Logging and Land clearing went on in the Northern Rivers undefended until the historic Terania Creek Blockade began in 1979.
NSW Government paid the logging company,and the NSW government paid the police to protect the loggers while they were having their work disrupted by ant logging activist protectors.
Protesters, film crews, ecologists, lawyers; and landowners working together. The anti logging campaign succeeded to halt logging and a precedent was set for legally stopping logging in old growth forests.
There is still a group of environmentalists who keep lobbying to protect the remnants of the Big Scrub;The Big scrub Landcare group
It has been logged, cleared, filled with weeds and developed, this information is from The Big scrub Landcare group:
The Big Scrub has been identified as a biodiversity hot spot yet is still under threat because part of it is zoned as State Conservation Area (SCA) where logging and mining are allowed.
The Big Scrub extended from the coastal plain inland from near Ballina to Lismore in the east and to the edge of Meerschaum Vale in the south to the Nightcap, Goonengerry and Byron Bay in the north. After broad scale land clearing by cedar getters and settlers which began in the 1840’s, only about 300 hectares exists as tiny remnants today. That’s less than 1% of the original forested area.

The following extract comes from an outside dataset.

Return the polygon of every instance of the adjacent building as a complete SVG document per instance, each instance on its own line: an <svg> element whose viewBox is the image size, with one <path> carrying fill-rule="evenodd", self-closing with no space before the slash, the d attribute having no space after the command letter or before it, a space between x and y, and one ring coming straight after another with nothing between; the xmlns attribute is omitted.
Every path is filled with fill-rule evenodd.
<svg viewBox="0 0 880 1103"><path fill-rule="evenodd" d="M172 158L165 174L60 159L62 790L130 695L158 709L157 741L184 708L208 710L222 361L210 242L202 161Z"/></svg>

A group of concerned activists formed The Big Scrub Rainforest Landcare Group in 1992 in response to the fragile nature of the remaining Big Scrub remnants and the very high conservation value of local, national and international significance. BSL was incorporated in 1995 and received it first project grant. The group evolved and grew rapidly and now is the largest and most active landcare group in the region with over 300 members.
The volunteers at the Big Scrub Landcare group facilitate, promote and participate in the restoration of the Big Scrub which involves:
Revegetation of cleared rainforest lands
Restoring the effective functioning of ecological processes within the Big Scrub ecosystem
Maintaining biodiversity including threatened species population and habitats
Enhancing Big Scrub awareness among politicians, relevant government agencies and their people, local government, landholders and the community generally”
Enhancing Big Scrub awareness among politicians, relevant government agencies and their people, local government, landholders and the community generally
Generating landholder enthusiasm, skills and commitment by providing information, education materials and demonstrations
Assisting, networking with and taking roles in government and community organisations with key roles in natural resource management.
Conducting events and activities, creating and distributing publications for education/ information/ publicity: Obtaining funding for on-ground projects and other activities.
Running effective on-ground restoration projects;
Maintaining the highest technical and professional standards, using best science.
Rehabilitation of remnants mitigating threats.
Logging in critically endangered ecological communities still goes on today. The Terania Creek forest protest in Australia in 1979 was an historic event, it brought rainforest preservation into public consciousness and led to the formation of the Nightcap National Park.